Urotensin II induces transactivation of the epidermal growth factor receptor via transient oxidation of SHP-2 in the rat renal tubular cell line NRK-52E

Yuh Mou Sue, Cheng Hsien Chen, Yung Ho Hsu, Chun-Cheng Hou, Chung Yi Cheng, Yen Cheng Chen, Shih Li Lin, Tzen-Wen Chen, Tso Hsiao Chen

研究成果: 雜誌貢獻文章同行評審

7 引文 斯高帕斯(Scopus)

摘要

Urotensin-II (UII) is a potent vasoactive peptide that has been implicated in cardiac fibrosis and renal diseases. However, the role played by UII in renal tissues is largely unknown.

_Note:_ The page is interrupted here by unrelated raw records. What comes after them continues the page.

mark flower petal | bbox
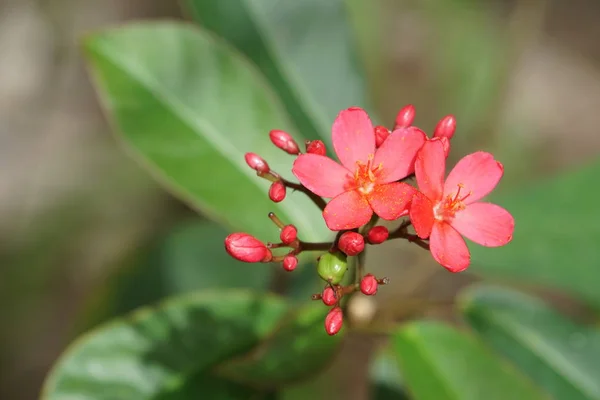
[373,127,427,183]
[451,203,515,247]
[415,140,446,202]
[323,190,373,231]
[429,222,471,272]
[368,182,416,221]
[331,107,375,171]
[410,191,435,239]
[292,154,352,197]
[444,151,504,204]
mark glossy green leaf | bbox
[393,321,545,400]
[185,0,367,142]
[461,286,600,400]
[85,22,327,240]
[217,302,343,388]
[42,290,288,400]
[470,162,600,306]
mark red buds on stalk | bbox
[433,115,456,139]
[225,233,273,263]
[306,140,327,156]
[360,274,378,296]
[367,225,390,244]
[244,153,271,174]
[269,181,286,203]
[325,307,344,336]
[269,129,300,155]
[394,104,416,129]
[338,231,365,256]
[375,125,390,147]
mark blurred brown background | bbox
[0,0,600,399]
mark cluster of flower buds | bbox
[225,105,514,335]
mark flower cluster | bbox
[225,105,514,335]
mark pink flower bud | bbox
[325,307,344,336]
[306,140,327,156]
[269,181,285,203]
[433,115,456,139]
[394,104,416,129]
[375,125,390,147]
[279,225,298,244]
[283,256,298,271]
[225,232,273,263]
[338,232,365,256]
[245,153,271,174]
[321,286,337,306]
[269,129,300,155]
[360,274,378,296]
[367,225,390,244]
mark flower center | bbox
[350,154,383,194]
[433,183,472,221]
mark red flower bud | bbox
[375,125,390,147]
[394,104,416,129]
[321,286,337,306]
[283,256,298,271]
[279,225,298,244]
[360,274,378,296]
[269,129,300,154]
[244,153,271,173]
[338,232,365,256]
[433,115,456,139]
[325,307,344,336]
[269,181,285,203]
[225,232,273,263]
[306,140,327,156]
[367,225,390,244]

In this study, we investigated the effects of human UII (hUII) on rat renal proximal tubular cells of the NRK-52E line and the role of Src homology 2-containing phosphotyrosine phosphatase (SHP-2) in the hUII-induced transactivation of the epidermal growth factor receptor (EGFR). Exposure to hUII at low concentrations significantly induced proliferation in NRK-52E cells; this effect was inhibited by treatment with an ERK1/2 inhibitor (PD98059). UII treatment increased the phosphorylation of EGFR and induced the generation of reactive oxygen species (ROS). Treatment of the ROS scavenger N-acetyl-cysteine (NAC) inhibited EGFR transactivation and ERK phosphorylation induced by hUII. SHP-2 was found to interact with EGFR and be transiently oxidized following the hUII treatment. In SHP-2 knockdown cells, UII-induced phosphorylation of EGFR was less influenced by NAC, and significantly suppressed by heparin binding (HB)-EGF neutralizing antibody. Our data suggest that the ROS-mediated oxidation of SHP-2 is essential for the hUII-induced mitogenic pathway in NRK-52E cells.
原文英語
頁(從 - 到)155-162
頁數8
期刊Growth Factors
27
發行號3
DOIs
出版狀態已發佈 - 2009

ASJC Scopus subject areas

  • Clinical Biochemistry
  • Endocrinology
  • Cell Biology
  • Medicine(all)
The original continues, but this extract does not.